この曲のすべてを受け入れるような温かみのある旋律はもう、この世のものではなく、誰もが願うような安楽な死後の世界を描いているように聴こえます。途中に出てくる心が乱れるような部分は、今更どうしようもない現世での後悔のよう。まるで、福永武彦さんの詩「死と転生」で書かれているような、安楽を願って生を終えたのに愛する人の残像が消えない、そんな絶望的な苦しみのように思えます。でもそれもつかの間、また包まれるような優しさが戻ってきて、最後は穏やかな幸福に包まれて曲を閉じます。
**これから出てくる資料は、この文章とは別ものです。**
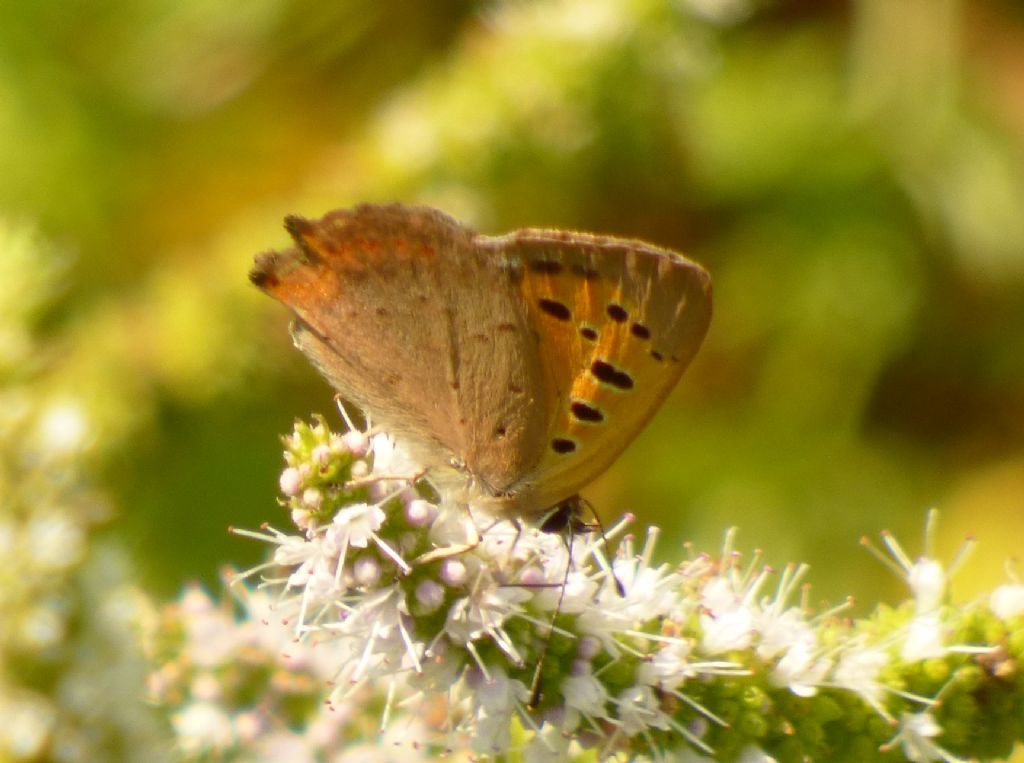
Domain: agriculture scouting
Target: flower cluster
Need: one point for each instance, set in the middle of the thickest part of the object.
(67, 612)
(499, 637)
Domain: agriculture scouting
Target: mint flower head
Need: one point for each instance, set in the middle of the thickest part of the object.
(489, 638)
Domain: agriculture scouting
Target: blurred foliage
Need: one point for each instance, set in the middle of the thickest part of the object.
(851, 174)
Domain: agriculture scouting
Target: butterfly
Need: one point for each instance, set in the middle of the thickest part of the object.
(518, 367)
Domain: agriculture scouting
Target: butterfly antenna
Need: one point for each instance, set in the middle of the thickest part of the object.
(620, 588)
(537, 683)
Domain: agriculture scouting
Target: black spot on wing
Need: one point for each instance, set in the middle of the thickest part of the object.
(605, 372)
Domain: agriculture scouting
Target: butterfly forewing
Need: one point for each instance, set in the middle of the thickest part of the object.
(619, 322)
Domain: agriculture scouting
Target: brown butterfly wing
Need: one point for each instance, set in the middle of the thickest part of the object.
(619, 323)
(409, 320)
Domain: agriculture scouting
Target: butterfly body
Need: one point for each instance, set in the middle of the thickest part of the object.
(517, 367)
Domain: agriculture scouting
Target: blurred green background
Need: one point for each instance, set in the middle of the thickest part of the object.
(851, 173)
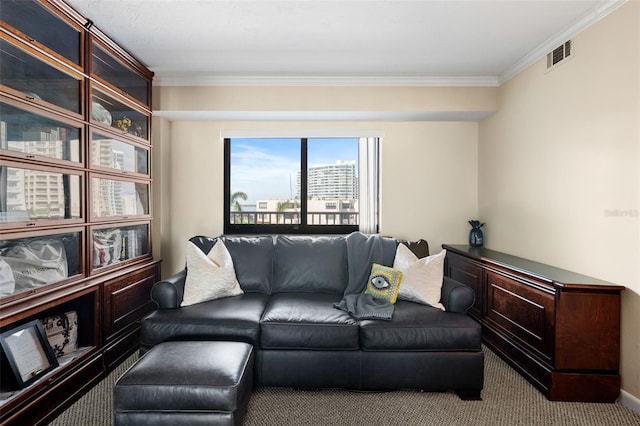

たとえ幸せばかりではなかったとしても、生きていて良かった、そう思えるような人生であればいいなと思います。

 

この曲で一番好きな演奏は、ムラヴィンスキーとレニングラード・フィルハーモニー管弦楽団によるメロディア録音。温かみのある部分はどこまでも穏やかで柔らかく、絶望的な部分は決して威圧的ではなく、ゆっくりと深淵をのぞき込むかのよう。ハッと息を呑むような美しさがあります。第1楽章は他にもっと素晴らしい演奏があるかもしれませんが、バランスはこの演奏が一番。この第2楽章を聴いてしまうと、第3楽章以降はたとえあったとしても、蛇足にしか感じられないことでしょう。ぜひ多くの方に聴いていただきたい名演奏です。

 

特に木管楽器の音色が素晴らしいです。